My primary thought reading this is that the paper doesn't deal with the declaring code. That is, in order to implement the Java commands, Google created short code blocks that defined the functions, the parameters, etc. Here is an example from the
original district court opinion:
package java.lang;
java.lang public
class Math {
class Math public static int max (int x, int y) {
This code is what the jury found to be copied (though presumably Google wrote it in some other language). But the standards interfaces don't provide any code, per se. They only provide explanations. Here is an example definition from the
RFC for the SMTP protocol discussed in the paper:
mail = "MAIL FROM:" Reverse-path
In other words, standards will define the commands that must be sent, but there's not a language based implementation (e.g. public, static, integer, etc.). As with the sample line above. Most say: send x command to do y. And people writing software are on their own to figure out how to do that. And you can bet the implementing code looks very similar, but there's something different about how it is specified at the outset (a full header declaration v. a looser description). So, the questions this raises are a) does this make standards less likely to infringe, even under the Federal Circuit's rules (I think yes), and b) does this change how we think about declaring code? (I think no, because the code is still minimal and functional, but Oracle presumably disagrees).
Secondarily, I don't think the article considers the differences between Oracle's position (now - it changed, which is one of the problems) and that of a contribution to standards. Contribution to a standard is made so that others will adopt it, presumably because it gives you a competitive advantage of some sort. By not being part of the standard, you risk having a fragmented (smaller) set of users. But if Oracle doesn't want others adopting Java language and would rather be limited, then that makes the analogy inapt. If Google had known this was not allowed and gone another way, it may well be that Java is dead today (figure that in to damages calculations).
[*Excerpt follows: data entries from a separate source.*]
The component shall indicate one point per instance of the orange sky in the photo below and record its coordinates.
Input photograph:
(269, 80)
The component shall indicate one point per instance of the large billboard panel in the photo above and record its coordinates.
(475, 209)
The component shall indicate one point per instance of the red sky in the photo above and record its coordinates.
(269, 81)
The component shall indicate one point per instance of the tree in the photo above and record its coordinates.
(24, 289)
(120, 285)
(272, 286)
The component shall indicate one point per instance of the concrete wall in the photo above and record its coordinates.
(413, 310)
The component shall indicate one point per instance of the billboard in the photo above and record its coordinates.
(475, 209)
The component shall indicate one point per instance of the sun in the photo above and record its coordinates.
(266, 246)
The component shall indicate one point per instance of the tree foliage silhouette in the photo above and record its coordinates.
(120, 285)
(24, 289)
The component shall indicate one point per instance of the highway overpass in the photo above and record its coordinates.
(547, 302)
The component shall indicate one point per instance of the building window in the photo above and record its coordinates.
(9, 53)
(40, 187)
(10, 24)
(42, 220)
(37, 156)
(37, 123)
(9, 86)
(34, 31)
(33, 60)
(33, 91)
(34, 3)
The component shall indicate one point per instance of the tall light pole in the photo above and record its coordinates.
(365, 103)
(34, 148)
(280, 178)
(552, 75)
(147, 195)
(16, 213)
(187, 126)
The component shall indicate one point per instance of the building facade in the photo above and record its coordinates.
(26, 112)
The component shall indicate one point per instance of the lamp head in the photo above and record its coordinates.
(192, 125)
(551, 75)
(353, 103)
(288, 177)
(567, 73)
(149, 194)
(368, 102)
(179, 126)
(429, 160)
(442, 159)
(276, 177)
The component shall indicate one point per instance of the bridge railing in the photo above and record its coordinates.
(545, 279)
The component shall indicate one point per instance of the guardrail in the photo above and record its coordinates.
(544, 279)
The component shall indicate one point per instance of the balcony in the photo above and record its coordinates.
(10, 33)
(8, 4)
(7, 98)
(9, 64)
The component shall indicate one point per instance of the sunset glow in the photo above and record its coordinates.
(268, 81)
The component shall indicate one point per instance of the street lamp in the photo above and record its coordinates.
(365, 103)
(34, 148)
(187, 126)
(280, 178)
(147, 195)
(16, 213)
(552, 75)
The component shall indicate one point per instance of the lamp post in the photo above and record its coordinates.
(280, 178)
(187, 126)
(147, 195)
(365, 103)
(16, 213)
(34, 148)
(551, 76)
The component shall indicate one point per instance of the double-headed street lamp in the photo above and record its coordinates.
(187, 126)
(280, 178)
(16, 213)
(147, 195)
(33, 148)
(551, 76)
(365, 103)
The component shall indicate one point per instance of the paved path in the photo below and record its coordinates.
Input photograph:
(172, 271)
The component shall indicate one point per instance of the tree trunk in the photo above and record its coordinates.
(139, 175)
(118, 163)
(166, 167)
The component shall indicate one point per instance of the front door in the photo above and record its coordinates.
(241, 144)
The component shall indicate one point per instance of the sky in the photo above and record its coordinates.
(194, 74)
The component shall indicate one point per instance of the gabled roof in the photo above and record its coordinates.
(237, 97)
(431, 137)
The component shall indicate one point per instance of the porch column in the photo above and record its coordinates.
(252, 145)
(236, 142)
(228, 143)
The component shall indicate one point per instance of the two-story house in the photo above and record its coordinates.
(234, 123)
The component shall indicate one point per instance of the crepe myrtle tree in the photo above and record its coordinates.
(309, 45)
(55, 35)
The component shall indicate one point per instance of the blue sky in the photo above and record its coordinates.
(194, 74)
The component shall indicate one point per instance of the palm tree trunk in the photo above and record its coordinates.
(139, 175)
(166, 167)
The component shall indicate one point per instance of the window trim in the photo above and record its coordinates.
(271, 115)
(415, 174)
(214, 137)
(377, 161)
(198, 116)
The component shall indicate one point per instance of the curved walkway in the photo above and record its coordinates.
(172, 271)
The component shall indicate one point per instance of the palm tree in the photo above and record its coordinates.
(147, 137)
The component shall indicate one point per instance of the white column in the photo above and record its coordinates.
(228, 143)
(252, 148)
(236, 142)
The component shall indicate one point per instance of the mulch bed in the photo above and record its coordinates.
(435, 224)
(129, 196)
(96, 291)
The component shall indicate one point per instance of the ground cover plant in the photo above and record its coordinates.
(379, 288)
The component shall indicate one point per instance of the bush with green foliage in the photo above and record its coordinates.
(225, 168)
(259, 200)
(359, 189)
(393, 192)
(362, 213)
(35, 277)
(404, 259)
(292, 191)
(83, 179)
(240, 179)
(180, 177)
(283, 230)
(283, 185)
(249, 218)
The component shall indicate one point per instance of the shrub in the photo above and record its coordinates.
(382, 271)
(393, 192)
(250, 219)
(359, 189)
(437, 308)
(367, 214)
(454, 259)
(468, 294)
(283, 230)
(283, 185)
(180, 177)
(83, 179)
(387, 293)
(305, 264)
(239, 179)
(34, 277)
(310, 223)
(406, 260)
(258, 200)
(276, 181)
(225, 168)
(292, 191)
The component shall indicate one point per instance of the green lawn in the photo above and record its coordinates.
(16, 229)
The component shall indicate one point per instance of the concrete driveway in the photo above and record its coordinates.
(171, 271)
But a fear of companies submitting to standards and then taking it back is to me different in kind from companies that never want to be part of the standard. (Of course, as noted above, there is some dispute about this, as Sun apparently did act as if they wanted this language to be an open standard).
A final point: two sentences in the article caught my eye, because they support my view of the world (confirmation bias, of course). When speaking of standard setting organization policies, Duan writes: "To the extent that a copyright license is sought from contributors to standards, the license is solely directed to distributing the text of the standard. This suggests that copyright is simply not an issue with regard to implementing interfaces." Roughly interpreted, this means that these organizations think that maybe you
can copyright your API, but that copyright only applies to slavish copying of the entire textual document. But when it comes to reuse of the technical requirements of the standard, we filter out the functionality and allow the reuse. This has always been my position, but nobody has argued it in this case.